AdiC transports arginine and agmatine (the decarboxylation product of arginine) across the membrane of certain enteric bacteria including E. coli, as well as pathognic organisms such as Salmonella. It belongs to the APC (amino acids, polyamines and organic cations) superfamily. Its major role is to maintain the internal pH of the cell in the acidic environment (such as stomach) by functioning as a virtual proton pump-transporting arginine (+ 1 charge) into and agmatine (decarboxylated arginine,+ 2 charge) out of the cell, resulting in export of 1 proton out during each turnover.
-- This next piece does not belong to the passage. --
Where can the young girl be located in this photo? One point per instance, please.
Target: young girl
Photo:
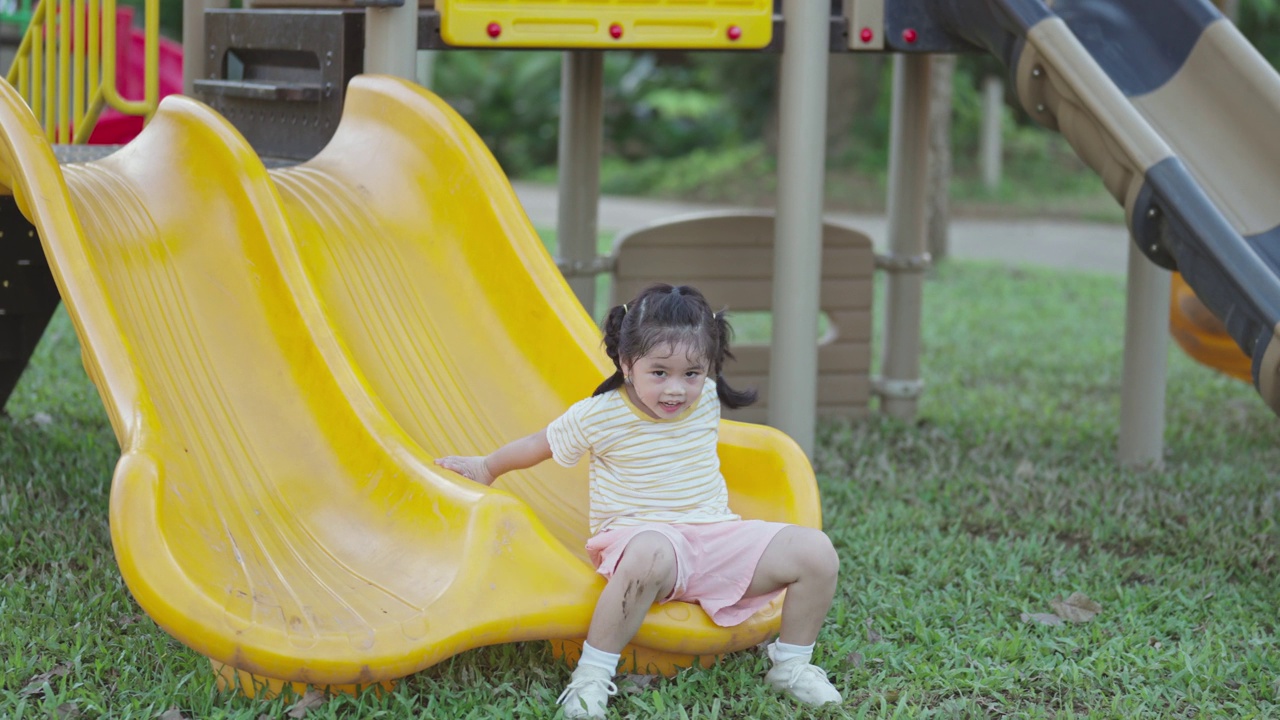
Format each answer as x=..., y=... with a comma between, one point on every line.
x=659, y=515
We recently solved the crystal structure of AdiC with a Fab fragment at 3.2 Å. The protein is captured in an outward-open, substrate-free conformation. Both structure and functional data have shown that some aromatic residues (Y93, W293 and Y365) are important for the substrate binding and transport, yet we don't have the direct picture of the structure in the presence of either arginine or agmatine. Therefore, our current work is focused on obtaining the conformation with substrate-bound. One approach is to design pair wise cysteines that can crosslink and mimic the conformation with substrate. Comparing the structure of AdiC and several other proteins with similar fold, we are targeting TM2 and TM8 for the cysteine crosslinking now. A second approach, based on our experience with Fab production, is to find another Fab that can stabilize the substrate-bound conformation. Currently we have twelve more monoclonal antibodies that bind AdiC and need to be tested.